Иные чертями называют игошей. Игоши толстые, полосатые, с рогами, живут в топком болоте. На человека, бредущего в потемках, любят налететь, наорать, запугать да и сгинуть неведомо куда. А так – безвредные твари. Игоши и вовсе из людей произошли, их шишига болотная выращивает. Ворует младенчиков, оставленных под открытым небом, и утаскивает к себе в болото. На деревне верят, будто шишига только некрещеных берет. Враки это, метет шишига всех подряд. Она бы и в дом вперлась, но туда запечный дедушка не пускает. А в поле ребенка, оставленного в колыбельке на меже, охраняет Полевик, но только если положить у малыша в головах три сплетенных в косичку колоска. Тогда Полевик видит: это свой, жница ему дитя доверила. Будет Полевик у колыбели караулить, топорщить ржаные усы, помахивать колосьями, отгоняя мух да слепней.

Всюду, куда ни глянь, копошится мелкий народец – осколки старых божеств. Вот черту места и не остается. Говорят, в преисподней он сидит и наружу не вылезает. Так оно то же самое, что и нет его…

Все это давно промеж нежити обговорено и решено, так что Банек лишь презрительно покривился, слыша, что Ленку нечистый попутал. А потом вдруг дошло: ведь это он, Банек, и есть тот нечистый! И неважно, как часто он моется; сладил дело, да не ладно, с чистой душой, да нечисто вышло. Вот и гадай, чисть он после этого или нечисть…

От этой догадки так скверно на сердце стало, хоть себя самого за глотку бери.

В таком настроении и сидел Банек у холодной каменки всю долгую зиму.

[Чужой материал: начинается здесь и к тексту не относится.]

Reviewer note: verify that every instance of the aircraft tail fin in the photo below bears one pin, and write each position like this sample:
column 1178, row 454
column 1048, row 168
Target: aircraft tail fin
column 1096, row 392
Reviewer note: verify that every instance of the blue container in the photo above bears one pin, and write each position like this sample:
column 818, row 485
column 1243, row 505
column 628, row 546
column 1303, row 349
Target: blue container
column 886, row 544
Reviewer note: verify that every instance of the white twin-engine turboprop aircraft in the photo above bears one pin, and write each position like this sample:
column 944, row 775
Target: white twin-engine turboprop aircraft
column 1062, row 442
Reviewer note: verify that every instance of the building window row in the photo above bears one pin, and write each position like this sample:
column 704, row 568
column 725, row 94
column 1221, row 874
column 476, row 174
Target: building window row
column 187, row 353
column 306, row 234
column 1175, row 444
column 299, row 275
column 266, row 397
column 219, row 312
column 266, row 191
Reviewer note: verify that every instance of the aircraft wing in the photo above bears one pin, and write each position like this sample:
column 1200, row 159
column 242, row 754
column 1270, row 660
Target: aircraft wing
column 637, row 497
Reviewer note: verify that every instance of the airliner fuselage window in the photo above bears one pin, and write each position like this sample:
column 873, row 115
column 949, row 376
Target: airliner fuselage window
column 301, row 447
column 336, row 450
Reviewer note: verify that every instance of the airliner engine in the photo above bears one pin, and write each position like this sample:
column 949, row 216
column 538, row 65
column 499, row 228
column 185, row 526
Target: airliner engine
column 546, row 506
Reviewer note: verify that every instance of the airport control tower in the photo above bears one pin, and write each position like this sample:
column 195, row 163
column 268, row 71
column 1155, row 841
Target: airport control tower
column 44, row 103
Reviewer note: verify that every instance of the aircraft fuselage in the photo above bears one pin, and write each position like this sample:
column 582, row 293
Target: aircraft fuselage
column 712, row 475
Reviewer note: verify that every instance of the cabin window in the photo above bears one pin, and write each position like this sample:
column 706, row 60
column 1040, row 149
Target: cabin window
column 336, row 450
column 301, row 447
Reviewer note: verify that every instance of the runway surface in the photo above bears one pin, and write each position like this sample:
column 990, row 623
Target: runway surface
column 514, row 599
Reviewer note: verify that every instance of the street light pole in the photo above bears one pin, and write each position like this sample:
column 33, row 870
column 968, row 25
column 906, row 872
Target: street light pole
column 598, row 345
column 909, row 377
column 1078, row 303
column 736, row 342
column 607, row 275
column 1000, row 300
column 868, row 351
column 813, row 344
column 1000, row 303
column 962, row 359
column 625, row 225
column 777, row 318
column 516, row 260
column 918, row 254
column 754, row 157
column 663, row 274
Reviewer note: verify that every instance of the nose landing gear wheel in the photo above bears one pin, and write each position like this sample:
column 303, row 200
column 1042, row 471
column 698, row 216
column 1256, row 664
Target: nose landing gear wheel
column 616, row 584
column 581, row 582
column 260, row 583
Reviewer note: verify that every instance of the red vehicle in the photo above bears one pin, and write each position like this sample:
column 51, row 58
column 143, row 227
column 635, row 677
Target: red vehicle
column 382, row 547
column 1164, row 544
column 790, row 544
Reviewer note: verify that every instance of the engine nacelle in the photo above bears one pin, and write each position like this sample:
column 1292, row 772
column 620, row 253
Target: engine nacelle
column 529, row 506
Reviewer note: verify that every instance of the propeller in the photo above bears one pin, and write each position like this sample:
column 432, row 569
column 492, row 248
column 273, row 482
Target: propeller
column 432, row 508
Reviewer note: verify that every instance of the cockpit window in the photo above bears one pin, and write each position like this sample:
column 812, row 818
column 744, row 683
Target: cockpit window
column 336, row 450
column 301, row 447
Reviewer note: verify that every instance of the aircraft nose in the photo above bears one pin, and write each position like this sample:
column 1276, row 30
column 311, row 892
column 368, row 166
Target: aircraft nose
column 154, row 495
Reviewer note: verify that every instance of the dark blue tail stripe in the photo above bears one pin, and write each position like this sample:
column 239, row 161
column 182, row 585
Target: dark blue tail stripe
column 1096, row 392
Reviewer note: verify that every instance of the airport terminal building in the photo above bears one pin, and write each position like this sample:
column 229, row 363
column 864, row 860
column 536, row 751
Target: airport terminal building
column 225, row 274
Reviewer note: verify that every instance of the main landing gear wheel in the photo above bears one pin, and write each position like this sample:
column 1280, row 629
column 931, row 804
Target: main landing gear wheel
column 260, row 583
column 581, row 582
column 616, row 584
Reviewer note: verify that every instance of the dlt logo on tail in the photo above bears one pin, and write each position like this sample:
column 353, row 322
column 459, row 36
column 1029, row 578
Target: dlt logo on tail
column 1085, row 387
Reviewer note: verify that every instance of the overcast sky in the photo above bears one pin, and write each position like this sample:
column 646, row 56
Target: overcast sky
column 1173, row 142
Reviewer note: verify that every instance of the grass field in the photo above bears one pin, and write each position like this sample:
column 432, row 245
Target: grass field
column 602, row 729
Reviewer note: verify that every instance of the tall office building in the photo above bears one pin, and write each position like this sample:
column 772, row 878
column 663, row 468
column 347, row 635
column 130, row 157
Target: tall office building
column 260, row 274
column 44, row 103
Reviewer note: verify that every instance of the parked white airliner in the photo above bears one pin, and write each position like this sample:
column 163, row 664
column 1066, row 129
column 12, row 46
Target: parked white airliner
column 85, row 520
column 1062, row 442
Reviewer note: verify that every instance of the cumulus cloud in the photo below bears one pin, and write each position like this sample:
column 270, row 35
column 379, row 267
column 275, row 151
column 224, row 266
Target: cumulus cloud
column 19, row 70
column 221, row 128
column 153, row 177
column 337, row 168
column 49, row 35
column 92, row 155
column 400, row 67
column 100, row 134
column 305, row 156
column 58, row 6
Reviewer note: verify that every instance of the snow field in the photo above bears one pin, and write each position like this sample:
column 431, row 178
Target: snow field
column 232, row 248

Вешлевых никого в деревне не осталось, Виталик бывает наездами, как дачник, вот и нет баннику зимами работы.

Баню занесло снегом по самое волоковое окно, тьма внутри стояла непроглядная. Летучие мыши, устроившиеся на зимовку под коньком, во время оттепелей начинали возиться, осыпая вниз перемешанный с копотью мусор. Вскорости грязища внутри стояла, что в хлеву. Банек уже ни о чем не размышлял, хотелось только тепла, горячей воды, едучего дыма. Хотелось попариться в терпкой духоте третьего пара, смыть накопившуюся нечистоту. А иначе какой же он банник?

Виталий, как обычно, объявился в мае. Приехал на посадки, сажать картошку. Огороды обрабатывали общественной лошадью, единственной на всю деревню. Сперва вывозили и разбрасывали навоз, потом перепахивали планы, сажали под борозду картофель и напоследок боронили. Так и объезжали в очередь все огороды. На посадку выходили не только хозяева и мужики с лошадью, работавшие за деньги, но и все соседи, чтобы спорей управиться, не задерживать пахарей. Работали до обеда. Это прежде говорилось, что весенний день год кормит, а сейчас даже в самую страду торопиться незачем, ведь большие поля заброшены, так что их и косить перестали.

Виталию план перепахивали вне очереди, понимали, что человеку на работу нужно и с картошкой тоже нужно управиться. Все сделали в один день, только не заборонили, это дело терпит до июньской поры.